In many flow control applications there is a need for structures which can vary the fluid-flow rate of flowing fluids without the production of noise and vibration. The term "throttling" is generally applied to the function of altering or adjusting fluid flow throughout a range of flow rates. The various structures by which the function is performed are generally called "throttling valves" to distinguish them from structures whose function is to open and close a flow path as a step function. To the extent that on-off valves are not opened and closed instantaneously, so that throttling noise and vaibration may be produced therein at the time of opening or closure, the invention described herein is applicable to such valves, as well, and they are included in the term throttling valve.
A typical control valve for handling the flowing of high pressure fluids employs a structure in which the cross-sectional area of the flow path is altered. This type of structure generally produces substantial noise and vibration and is quite subject and in damage from cavitation. However, the structures employed in this arrangement are, as a class, least expensive and most conveniently employed. Of particular interest herein is a structure for quieting of and prevention of damage to spool valves. In general the noise, vibration and cavitation generated in orificial valves is an incident to the Venturi effect which attends movement of the fluid through the orificial opening. The energy difference from throttling results in turbelence following the orifice where it is transformed into increased internal temperature of fluid and into acoustic energy in the form of noise transmitted through the fluid and in8c vibration damage to the surrounding structure. In extreme cases, the turbulence results in localized pressure reductions downstream from the orficial restriction sufficient to form vapor spaces or pockets. The vapor in these spaces is returned to liquid as the vapor bubble is imploded by the pressure of the medium surrounding the bubble. This phenomenon is called cavitation and results in noise and occasional damage to adjacent surfaces of the valve structure. It will be appreciated that there are many applications for which it is desired to substantially reduce both the noise and the valve damage in operation of spool valves. It is also suspected that some damage may result from a molecular shearing phenomenon wherein, because of forcing fluids such as hydraulic oil through small areas with very high pressure differentials, electrons are actually separated from oil molecules which may be replaced from the surrounding metal, thus causing another form of erosion.

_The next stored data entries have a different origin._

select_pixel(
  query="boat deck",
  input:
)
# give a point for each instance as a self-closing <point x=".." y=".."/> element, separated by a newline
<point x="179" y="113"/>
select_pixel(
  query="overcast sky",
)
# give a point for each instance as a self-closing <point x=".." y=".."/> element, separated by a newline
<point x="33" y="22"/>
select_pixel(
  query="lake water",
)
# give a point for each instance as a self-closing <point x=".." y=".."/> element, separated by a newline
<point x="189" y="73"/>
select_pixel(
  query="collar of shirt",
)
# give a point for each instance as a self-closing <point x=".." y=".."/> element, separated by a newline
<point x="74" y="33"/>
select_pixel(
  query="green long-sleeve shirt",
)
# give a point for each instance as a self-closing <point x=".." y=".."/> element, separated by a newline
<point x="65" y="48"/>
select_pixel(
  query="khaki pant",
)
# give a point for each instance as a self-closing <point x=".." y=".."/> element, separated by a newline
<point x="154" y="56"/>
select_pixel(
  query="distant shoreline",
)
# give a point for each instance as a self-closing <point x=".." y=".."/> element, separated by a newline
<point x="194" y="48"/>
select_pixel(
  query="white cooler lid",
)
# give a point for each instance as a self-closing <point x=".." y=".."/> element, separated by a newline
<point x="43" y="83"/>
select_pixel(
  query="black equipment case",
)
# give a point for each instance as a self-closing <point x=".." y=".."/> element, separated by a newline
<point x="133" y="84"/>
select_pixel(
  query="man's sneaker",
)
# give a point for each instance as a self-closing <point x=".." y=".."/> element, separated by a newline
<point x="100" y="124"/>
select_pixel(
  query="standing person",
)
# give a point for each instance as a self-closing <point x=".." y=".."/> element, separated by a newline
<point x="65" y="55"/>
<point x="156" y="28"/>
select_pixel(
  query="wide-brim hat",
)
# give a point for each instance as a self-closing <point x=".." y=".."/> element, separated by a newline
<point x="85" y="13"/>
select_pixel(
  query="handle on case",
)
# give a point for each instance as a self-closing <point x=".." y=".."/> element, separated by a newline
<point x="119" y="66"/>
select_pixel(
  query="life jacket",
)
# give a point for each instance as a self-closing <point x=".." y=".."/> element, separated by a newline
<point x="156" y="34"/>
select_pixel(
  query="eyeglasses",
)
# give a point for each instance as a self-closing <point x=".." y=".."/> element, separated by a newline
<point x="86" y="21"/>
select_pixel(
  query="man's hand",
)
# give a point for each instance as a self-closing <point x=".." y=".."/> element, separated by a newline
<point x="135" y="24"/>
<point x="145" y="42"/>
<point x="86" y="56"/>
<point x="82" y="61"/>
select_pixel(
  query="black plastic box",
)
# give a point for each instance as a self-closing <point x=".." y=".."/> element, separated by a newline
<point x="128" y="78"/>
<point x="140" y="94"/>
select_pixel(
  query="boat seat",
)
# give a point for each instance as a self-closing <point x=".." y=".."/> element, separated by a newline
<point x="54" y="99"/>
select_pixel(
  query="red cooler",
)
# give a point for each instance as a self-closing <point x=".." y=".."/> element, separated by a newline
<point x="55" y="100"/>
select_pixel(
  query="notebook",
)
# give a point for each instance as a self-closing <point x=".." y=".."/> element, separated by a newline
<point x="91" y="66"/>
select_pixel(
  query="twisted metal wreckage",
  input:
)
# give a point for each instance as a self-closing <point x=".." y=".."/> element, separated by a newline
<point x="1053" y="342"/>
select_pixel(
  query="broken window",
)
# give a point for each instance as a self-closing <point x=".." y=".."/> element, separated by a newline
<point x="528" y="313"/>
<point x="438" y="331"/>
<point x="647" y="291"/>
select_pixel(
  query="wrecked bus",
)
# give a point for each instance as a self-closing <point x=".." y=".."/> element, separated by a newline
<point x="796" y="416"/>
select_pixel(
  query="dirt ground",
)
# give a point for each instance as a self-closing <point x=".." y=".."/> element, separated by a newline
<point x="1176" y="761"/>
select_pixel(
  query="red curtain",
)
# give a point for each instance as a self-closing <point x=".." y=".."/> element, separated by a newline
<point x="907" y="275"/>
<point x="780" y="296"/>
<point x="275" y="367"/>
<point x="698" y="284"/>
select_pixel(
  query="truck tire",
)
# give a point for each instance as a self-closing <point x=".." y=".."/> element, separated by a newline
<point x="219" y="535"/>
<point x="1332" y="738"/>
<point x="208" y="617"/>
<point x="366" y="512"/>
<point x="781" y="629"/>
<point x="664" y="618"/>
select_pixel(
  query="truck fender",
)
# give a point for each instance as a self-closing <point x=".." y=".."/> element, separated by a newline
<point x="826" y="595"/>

There have been many structures devised in an attempt to deal with the noise, vibration and damage resulting from operation of valves in high pressure systems. Most of these have involved some form of baffling means which operate in one way or another to divide the flow into finely divided streams. One such arrangement is described in the copending application Ser. No. 470,251 referred to above, in which flow is divided into many fine streams by a series of stacked disks surrounding a spool valve and in which each small stream is caused to flow into a chamber, from thence across an orifice to another chamber, reversing direction through another orifice, etc., and so on radially across the disks. In this arrangement the pressure drops across the disks are essentially those caused by the orifices in series. One problem which has been experienced with this arrangement is that the disks containing the orifices are not configured to receive or discharge fluid, nor are the blank disks. Thus, particularly where a spool valve has very small travel, the thickness of these dead disks creates an irregularity in flow which it is preferable to avoid.